Il comitato RinnoviAMO Sarmato dichiara di identificare la propria dottrina nell’articolo 41 della Costituzione Italiana che, pur riconoscendo che l’iniziativa economica privata è libera, gestisce la stessa in merito alla salute, all’ambiente, alla sicurezza, alla libertà, alla dignità umana. Il perseguimento di questi princìpi cardine – spiega il presidente Bruno Fellegara – impongono delle riflessioni: “emissioni da particolato pm10 con soglie di superamento tra le più alte in Italia, dati Arpae; ubicazione dell’impianto in essere a poche centinaia di metri (300 metri) dall’abitato con relative conseguenze di sicurezza; libertà personale minata da emissioni odorigene; significativo deprezzamento del patrimonio immobiliare del paese”. “Quante attività produttive, commerciali, residenziali, ricreative, turistiche saremo in grado di attrarre se continuiamo a consentire insediamenti ad alto impatto ambientale? Nel paese è già attivo un impianto per la produzione di biometano – prosegue il comitato – unico in provincia di Piacenza, sui sei totali dell’Emilia Romagna, e che non c’è un solo paese oltre a Sarmato che vanti, a fronte di una popolazione di meno di 3mila anime, la presenza di due impianti di produzione di biometano. Nel territorio sono attivi, da parte di diverse aziende agricole, impianti di biogas o biometano agricolo che soddisfano in questo modo il proprio fabbisogno energetico, ma che inevitabilmente cumulano anche loro le concentrazioni in atmosfera”.

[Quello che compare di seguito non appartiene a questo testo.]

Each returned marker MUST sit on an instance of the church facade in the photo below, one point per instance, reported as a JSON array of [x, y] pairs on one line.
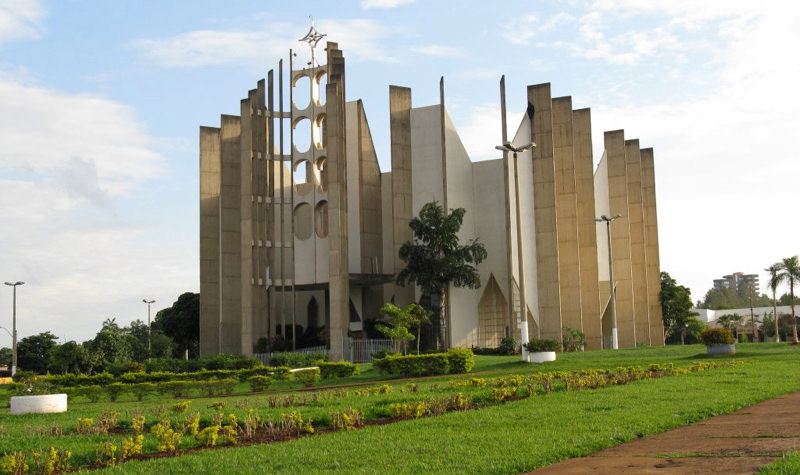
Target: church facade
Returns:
[[300, 229]]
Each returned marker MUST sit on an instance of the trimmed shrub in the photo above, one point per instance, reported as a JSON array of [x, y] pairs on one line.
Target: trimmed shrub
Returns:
[[259, 383], [538, 345], [307, 376], [507, 346], [413, 365], [337, 370], [297, 360], [460, 360], [140, 390], [114, 390], [716, 336]]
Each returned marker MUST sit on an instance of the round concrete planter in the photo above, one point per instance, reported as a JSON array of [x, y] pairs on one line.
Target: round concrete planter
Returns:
[[44, 403], [721, 350], [542, 356]]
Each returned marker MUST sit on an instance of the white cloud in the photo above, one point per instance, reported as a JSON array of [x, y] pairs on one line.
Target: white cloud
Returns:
[[726, 156], [69, 165], [363, 40], [20, 20], [384, 3], [439, 50], [46, 133]]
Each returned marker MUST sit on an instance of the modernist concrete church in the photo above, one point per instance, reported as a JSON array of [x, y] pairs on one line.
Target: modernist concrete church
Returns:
[[299, 226]]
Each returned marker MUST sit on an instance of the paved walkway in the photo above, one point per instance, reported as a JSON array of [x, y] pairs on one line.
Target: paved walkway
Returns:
[[737, 443]]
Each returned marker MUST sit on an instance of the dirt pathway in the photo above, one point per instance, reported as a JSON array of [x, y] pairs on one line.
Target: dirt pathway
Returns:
[[737, 443]]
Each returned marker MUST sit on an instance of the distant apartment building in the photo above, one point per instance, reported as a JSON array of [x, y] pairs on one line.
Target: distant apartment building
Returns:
[[300, 228], [733, 281]]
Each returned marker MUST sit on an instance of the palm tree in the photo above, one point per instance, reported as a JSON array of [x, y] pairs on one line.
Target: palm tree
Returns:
[[773, 283], [435, 259], [789, 271]]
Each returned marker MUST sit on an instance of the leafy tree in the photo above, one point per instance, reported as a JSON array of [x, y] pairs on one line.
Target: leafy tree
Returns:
[[789, 272], [69, 358], [786, 300], [181, 322], [773, 283], [136, 337], [676, 307], [33, 352], [108, 347], [161, 346], [5, 356], [726, 299], [435, 258], [731, 321], [401, 320]]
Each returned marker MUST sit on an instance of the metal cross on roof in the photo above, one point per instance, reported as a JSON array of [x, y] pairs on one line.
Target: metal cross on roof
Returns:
[[312, 38]]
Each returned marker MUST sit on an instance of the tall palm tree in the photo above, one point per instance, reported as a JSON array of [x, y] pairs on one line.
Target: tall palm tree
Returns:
[[790, 273], [773, 283]]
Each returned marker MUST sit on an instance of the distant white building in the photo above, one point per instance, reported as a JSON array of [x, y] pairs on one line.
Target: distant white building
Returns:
[[710, 316]]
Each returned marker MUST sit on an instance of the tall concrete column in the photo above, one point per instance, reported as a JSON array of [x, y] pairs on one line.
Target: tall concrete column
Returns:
[[544, 200], [651, 246], [569, 277], [402, 194], [620, 236], [636, 226], [587, 233], [247, 209], [230, 326], [210, 183], [339, 284]]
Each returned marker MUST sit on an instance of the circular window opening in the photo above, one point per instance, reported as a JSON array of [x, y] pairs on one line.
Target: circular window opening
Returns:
[[320, 136], [301, 174], [301, 92], [302, 135], [319, 88], [302, 221], [322, 173], [321, 219]]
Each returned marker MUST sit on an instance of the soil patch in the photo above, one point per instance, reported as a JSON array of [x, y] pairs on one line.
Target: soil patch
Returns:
[[737, 443]]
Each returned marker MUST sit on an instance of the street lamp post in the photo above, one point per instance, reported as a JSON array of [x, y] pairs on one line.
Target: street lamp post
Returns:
[[523, 305], [612, 293], [148, 302], [14, 328]]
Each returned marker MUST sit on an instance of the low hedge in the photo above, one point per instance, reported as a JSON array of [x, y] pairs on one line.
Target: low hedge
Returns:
[[454, 361], [461, 360], [337, 370], [297, 360], [105, 379]]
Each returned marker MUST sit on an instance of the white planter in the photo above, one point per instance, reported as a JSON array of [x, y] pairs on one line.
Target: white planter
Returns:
[[721, 350], [41, 404], [542, 356]]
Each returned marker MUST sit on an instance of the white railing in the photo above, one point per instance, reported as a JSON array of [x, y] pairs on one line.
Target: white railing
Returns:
[[265, 357], [354, 350], [360, 351]]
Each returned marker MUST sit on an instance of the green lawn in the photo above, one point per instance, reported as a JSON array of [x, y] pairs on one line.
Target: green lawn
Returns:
[[502, 438]]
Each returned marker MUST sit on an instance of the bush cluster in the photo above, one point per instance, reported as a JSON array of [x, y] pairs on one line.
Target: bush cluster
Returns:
[[508, 346], [538, 345], [454, 361], [337, 370], [297, 360], [104, 379], [716, 336]]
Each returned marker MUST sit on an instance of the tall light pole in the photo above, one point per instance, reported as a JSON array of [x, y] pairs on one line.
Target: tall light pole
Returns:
[[612, 293], [148, 302], [14, 328], [523, 305]]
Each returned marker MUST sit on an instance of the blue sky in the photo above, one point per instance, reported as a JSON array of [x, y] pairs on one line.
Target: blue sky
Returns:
[[100, 105]]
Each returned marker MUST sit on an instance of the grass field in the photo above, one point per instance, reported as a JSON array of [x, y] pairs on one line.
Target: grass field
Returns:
[[511, 437]]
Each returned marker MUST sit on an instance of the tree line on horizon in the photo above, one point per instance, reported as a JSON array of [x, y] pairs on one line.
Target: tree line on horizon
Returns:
[[680, 320], [174, 332]]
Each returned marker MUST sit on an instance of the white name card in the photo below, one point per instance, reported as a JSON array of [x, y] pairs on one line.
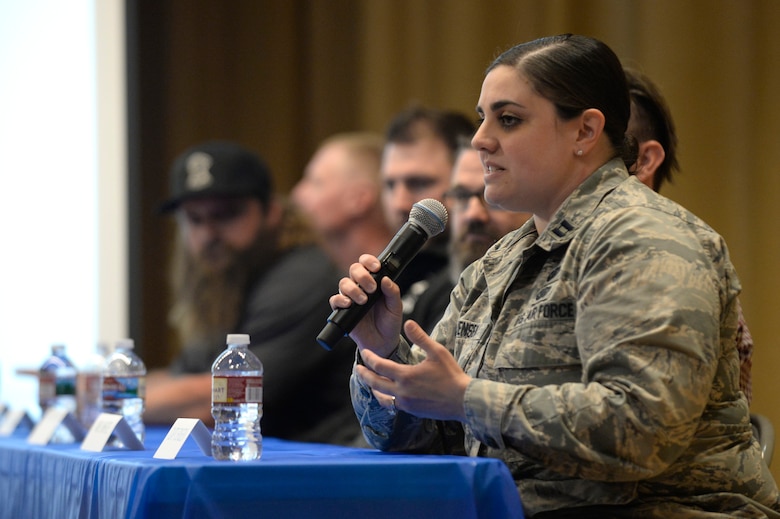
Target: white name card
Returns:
[[12, 419], [45, 429], [104, 426], [182, 429]]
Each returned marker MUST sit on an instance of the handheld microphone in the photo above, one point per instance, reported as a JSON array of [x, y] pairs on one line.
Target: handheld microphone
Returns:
[[427, 218]]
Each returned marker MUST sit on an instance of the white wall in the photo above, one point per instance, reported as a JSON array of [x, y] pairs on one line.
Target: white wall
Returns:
[[62, 173]]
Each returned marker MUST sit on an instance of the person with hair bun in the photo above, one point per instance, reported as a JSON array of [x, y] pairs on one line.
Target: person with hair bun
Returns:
[[592, 349]]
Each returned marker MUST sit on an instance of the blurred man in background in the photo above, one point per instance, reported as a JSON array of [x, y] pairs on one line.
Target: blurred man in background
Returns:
[[420, 148], [474, 227], [244, 263], [340, 193]]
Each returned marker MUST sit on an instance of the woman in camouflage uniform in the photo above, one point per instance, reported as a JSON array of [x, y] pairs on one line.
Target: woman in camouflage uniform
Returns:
[[593, 348]]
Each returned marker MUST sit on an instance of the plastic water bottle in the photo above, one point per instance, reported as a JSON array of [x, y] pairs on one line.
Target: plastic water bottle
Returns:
[[124, 386], [57, 388], [89, 386], [237, 402]]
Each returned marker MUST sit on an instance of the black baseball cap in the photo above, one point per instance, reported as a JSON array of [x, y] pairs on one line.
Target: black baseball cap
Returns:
[[218, 168]]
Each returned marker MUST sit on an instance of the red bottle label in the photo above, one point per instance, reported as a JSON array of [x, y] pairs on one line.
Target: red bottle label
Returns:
[[236, 390]]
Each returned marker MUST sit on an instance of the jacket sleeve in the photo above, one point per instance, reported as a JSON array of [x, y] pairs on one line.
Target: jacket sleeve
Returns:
[[648, 332]]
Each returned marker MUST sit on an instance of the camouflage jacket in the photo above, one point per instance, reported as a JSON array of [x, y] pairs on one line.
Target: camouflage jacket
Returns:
[[603, 363]]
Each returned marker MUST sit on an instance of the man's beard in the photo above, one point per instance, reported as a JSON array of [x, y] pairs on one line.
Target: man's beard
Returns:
[[465, 252], [209, 300]]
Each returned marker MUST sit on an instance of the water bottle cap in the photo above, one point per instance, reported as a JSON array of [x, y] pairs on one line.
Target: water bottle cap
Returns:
[[127, 344], [238, 338]]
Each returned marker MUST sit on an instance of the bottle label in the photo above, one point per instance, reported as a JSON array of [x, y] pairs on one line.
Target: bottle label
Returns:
[[237, 390], [47, 388], [118, 388], [65, 386]]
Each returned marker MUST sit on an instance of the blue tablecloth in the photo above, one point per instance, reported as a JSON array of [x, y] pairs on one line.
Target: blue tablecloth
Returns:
[[292, 480]]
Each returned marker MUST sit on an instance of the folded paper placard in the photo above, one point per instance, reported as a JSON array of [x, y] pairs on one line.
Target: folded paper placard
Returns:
[[105, 425], [44, 430], [12, 419], [178, 434]]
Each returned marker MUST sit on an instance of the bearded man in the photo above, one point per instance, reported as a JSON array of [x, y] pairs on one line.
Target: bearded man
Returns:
[[245, 263], [475, 227]]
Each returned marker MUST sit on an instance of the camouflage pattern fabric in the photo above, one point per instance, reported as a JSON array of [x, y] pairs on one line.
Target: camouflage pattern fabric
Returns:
[[604, 364]]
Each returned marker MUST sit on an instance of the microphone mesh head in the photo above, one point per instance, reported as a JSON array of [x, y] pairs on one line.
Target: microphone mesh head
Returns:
[[430, 214]]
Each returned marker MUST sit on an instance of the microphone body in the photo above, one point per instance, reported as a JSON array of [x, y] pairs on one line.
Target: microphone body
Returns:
[[397, 255]]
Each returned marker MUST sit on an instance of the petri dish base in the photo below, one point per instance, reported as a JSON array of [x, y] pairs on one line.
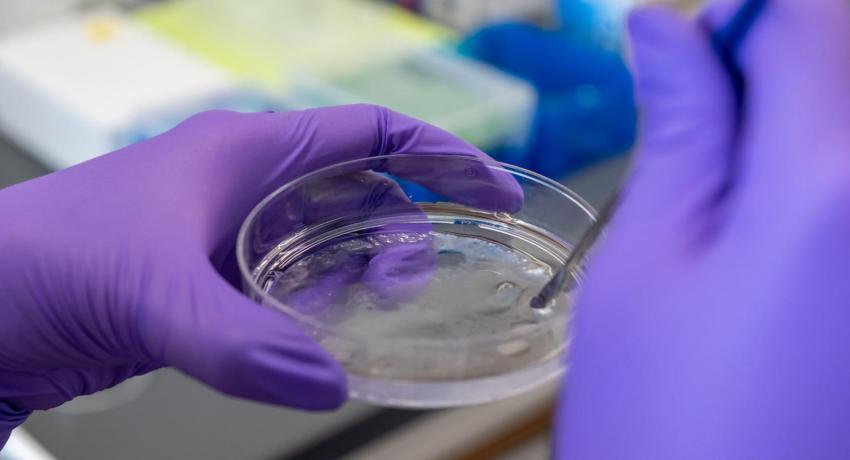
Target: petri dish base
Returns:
[[425, 304]]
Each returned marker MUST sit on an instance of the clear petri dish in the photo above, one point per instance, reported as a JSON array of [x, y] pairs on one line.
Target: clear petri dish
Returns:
[[416, 272]]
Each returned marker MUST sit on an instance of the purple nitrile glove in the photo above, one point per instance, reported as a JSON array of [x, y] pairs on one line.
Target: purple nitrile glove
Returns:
[[113, 268], [714, 319]]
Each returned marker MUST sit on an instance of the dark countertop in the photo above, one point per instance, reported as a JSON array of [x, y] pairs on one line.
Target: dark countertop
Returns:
[[175, 417]]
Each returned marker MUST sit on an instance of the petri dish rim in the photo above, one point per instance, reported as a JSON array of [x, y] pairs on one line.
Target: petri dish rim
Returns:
[[248, 278]]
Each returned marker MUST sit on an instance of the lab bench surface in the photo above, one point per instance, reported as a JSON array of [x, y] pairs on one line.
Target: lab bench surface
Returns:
[[175, 417]]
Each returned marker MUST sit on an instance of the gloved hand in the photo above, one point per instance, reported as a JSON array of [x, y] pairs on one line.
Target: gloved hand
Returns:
[[713, 323], [114, 267]]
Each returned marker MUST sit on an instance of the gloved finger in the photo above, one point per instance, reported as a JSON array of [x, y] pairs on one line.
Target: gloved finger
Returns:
[[43, 390], [227, 341], [264, 150], [392, 261], [687, 124], [796, 61]]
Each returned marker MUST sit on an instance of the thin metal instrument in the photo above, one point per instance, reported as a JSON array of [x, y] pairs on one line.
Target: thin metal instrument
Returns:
[[726, 42]]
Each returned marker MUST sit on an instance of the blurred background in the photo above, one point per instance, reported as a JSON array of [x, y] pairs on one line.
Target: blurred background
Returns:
[[539, 83]]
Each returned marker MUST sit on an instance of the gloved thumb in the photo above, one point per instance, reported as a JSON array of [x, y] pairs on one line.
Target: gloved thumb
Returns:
[[243, 349], [687, 113]]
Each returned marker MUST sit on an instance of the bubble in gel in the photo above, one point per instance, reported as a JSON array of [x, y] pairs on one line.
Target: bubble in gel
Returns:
[[514, 347], [524, 328]]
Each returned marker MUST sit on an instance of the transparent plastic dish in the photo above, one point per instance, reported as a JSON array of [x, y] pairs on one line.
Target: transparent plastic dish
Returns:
[[416, 272]]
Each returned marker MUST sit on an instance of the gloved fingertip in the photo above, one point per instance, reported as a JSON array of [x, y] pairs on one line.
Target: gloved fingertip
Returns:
[[651, 24]]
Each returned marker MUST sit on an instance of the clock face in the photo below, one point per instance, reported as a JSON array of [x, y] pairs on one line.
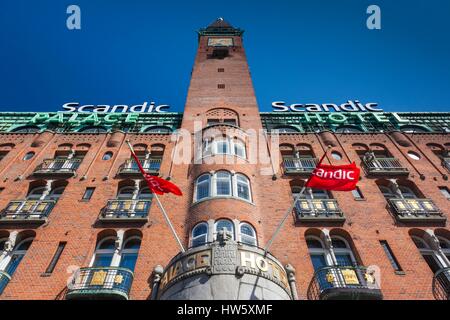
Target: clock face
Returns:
[[220, 42]]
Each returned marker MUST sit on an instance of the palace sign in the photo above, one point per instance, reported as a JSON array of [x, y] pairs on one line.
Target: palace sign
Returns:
[[350, 106]]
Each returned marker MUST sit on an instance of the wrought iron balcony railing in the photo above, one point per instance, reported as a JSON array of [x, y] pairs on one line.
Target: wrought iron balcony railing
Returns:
[[151, 165], [126, 210], [318, 210], [58, 166], [35, 211], [384, 166], [299, 165], [4, 280], [100, 283], [441, 284], [345, 283], [416, 210], [446, 163]]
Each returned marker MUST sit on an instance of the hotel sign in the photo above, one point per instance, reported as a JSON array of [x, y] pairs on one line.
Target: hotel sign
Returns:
[[229, 259], [121, 108], [349, 106]]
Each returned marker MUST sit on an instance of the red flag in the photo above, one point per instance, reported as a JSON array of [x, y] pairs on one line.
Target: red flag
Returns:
[[337, 178], [156, 184]]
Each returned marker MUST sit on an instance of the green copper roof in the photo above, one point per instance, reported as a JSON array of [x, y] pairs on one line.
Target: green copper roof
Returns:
[[288, 121]]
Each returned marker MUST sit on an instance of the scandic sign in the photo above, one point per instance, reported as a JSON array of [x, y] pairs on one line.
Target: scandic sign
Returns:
[[121, 108], [349, 106]]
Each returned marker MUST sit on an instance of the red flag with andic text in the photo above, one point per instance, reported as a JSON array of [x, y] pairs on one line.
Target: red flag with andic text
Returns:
[[335, 178], [156, 184]]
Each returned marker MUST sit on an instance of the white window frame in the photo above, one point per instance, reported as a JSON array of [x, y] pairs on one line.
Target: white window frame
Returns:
[[193, 238], [235, 186], [208, 181], [7, 258], [231, 143], [254, 237], [233, 231], [213, 187], [428, 251]]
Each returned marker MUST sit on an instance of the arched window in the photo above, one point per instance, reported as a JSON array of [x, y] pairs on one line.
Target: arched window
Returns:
[[320, 257], [28, 155], [223, 183], [407, 193], [17, 255], [2, 244], [56, 193], [247, 234], [223, 224], [158, 129], [125, 193], [239, 149], [145, 194], [339, 254], [36, 193], [93, 129], [342, 252], [387, 192], [285, 130], [413, 129], [224, 146], [199, 234], [433, 257], [26, 129], [104, 252], [348, 129], [129, 253], [203, 187], [107, 155], [243, 187], [310, 193], [390, 192]]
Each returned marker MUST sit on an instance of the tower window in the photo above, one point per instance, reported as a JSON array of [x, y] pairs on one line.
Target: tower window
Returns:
[[88, 193], [56, 257], [357, 194], [387, 249], [445, 192]]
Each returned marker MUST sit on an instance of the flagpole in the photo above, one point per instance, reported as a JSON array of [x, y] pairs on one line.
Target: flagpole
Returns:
[[168, 222], [158, 202], [286, 215]]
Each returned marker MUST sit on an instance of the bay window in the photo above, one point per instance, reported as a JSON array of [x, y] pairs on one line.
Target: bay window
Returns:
[[222, 184]]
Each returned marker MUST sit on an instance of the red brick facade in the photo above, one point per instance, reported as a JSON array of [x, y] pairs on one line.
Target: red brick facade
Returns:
[[74, 220]]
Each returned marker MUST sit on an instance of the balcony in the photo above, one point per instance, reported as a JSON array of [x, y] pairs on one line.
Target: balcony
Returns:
[[100, 283], [60, 166], [4, 280], [446, 163], [384, 166], [27, 211], [126, 210], [315, 210], [441, 284], [130, 167], [344, 283], [419, 210], [303, 165]]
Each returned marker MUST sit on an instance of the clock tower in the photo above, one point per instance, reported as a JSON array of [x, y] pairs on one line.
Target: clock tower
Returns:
[[224, 218], [221, 77]]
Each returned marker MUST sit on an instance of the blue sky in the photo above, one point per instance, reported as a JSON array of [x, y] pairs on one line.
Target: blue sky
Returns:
[[320, 51]]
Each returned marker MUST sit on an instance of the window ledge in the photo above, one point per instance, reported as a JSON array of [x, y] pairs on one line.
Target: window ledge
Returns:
[[221, 155], [221, 197]]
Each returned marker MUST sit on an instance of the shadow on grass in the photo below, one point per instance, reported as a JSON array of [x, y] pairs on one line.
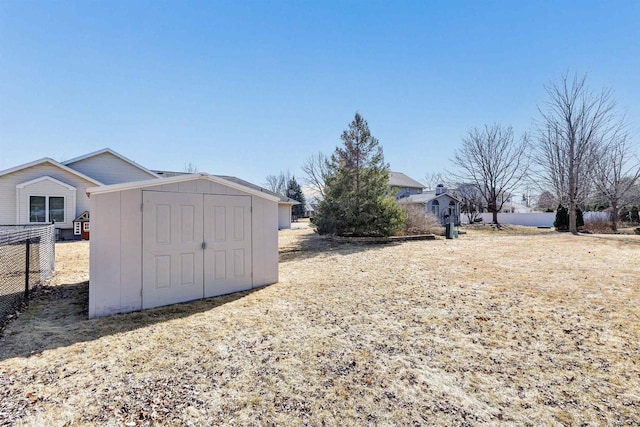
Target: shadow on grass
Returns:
[[57, 316], [312, 245], [620, 239]]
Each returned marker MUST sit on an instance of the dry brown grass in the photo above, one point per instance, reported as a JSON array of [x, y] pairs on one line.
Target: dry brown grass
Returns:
[[491, 328]]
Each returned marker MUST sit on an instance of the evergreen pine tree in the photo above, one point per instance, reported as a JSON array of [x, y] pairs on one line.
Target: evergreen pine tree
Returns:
[[294, 191], [357, 200]]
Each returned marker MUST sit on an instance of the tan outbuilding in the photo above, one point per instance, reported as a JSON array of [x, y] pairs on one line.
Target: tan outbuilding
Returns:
[[156, 243]]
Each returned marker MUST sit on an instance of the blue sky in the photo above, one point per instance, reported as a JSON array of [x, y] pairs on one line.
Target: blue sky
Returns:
[[253, 88]]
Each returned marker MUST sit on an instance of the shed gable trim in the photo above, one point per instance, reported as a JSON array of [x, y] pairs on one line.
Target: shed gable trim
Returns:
[[177, 179], [46, 178], [118, 155]]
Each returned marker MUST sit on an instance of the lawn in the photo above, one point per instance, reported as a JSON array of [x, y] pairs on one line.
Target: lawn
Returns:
[[496, 327]]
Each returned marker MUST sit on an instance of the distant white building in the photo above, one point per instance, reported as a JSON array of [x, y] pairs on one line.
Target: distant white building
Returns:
[[442, 204]]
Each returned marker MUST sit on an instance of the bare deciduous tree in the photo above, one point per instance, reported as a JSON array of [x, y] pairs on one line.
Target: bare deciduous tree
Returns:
[[615, 173], [493, 162], [471, 201], [546, 201], [316, 168], [570, 134]]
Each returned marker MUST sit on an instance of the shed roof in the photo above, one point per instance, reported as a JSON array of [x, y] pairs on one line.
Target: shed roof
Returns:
[[426, 197], [398, 179], [180, 178], [113, 153], [283, 199]]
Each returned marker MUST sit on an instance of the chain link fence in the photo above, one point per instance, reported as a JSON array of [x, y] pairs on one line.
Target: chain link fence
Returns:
[[27, 258]]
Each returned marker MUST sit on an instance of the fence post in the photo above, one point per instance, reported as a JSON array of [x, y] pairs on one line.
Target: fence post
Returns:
[[26, 275]]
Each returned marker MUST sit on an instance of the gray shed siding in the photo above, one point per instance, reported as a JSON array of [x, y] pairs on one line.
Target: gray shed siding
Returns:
[[8, 208], [109, 169], [115, 284]]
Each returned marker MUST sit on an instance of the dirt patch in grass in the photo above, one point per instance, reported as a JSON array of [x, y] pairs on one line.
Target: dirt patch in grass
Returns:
[[488, 328]]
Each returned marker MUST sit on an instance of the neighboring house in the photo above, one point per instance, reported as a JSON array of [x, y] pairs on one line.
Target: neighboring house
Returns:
[[45, 190], [443, 205], [284, 205], [403, 186]]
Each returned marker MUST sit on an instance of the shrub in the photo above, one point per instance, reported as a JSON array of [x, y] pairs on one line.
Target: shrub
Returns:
[[561, 222], [420, 223]]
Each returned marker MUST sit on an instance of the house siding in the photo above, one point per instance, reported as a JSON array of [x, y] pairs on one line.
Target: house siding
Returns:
[[8, 182], [109, 169]]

“Sono state fatte a inizio estate richieste ad Arpae e al Comune di visionare i documenti progettuali – prosegue la nota del comitato RinnoviAMO Sarmato – ma ad ora nulla di concreto è giunto. Si è dunque arrivati alla necessità di avviare azioni legali a tutela della cittadinanza, intervenendo in primo luogo presso l’Autorità nazionale anti corruzione (Anac) in quanto non ci è stato possibile avere accesso agli atti, chiedendo aiuto anche al ministero dell’Ambiente, alla Guardia di Finanza e ai carabinieri del Nas al fine di verificare la solidità economica e patrimoniale della società agricola che ha presentato l’istanza. Si intende verificare la dotazione di una adeguata copertura fideiussoria o assicurativa da utilizzarsi nel malaugurato caso si determinasse un incidente o uno scoppio all’interno dell’insediamento produttivo, così come assicurare la regolarità dell’intervento rispetto a quanto disposta dal Decreto 309/2023 che raccomanda l’esecuzione di una valutazione sugli aspetti degli odori che proporremo venga eseguita a cura e spese del soggetto attuatore, ma da un ente terzo (es. Politecnico di Milano). Infine intendiamo verificare il rispetto del ‘principio di precauzione’, ratificato nel 1992 dalla Convenzione di Rio de Janeiro e inserito nel 1994 nel Trattato dell’Unione Europea ‘in base al quale un prodotto o un processo produttivo non vanno considerati – come si è fatto finora – pericolosi soltanto dopo che è stato determinato quanti danni ambientali, malattie e morti producono, ma al contrario, possono essere considerati sicuri solo se siamo in grado, al di là di ogni ragionevole dubbio, di escludere che possano presentare rischi rilevanti e irreversibili per l’ambiente e per la salute'”.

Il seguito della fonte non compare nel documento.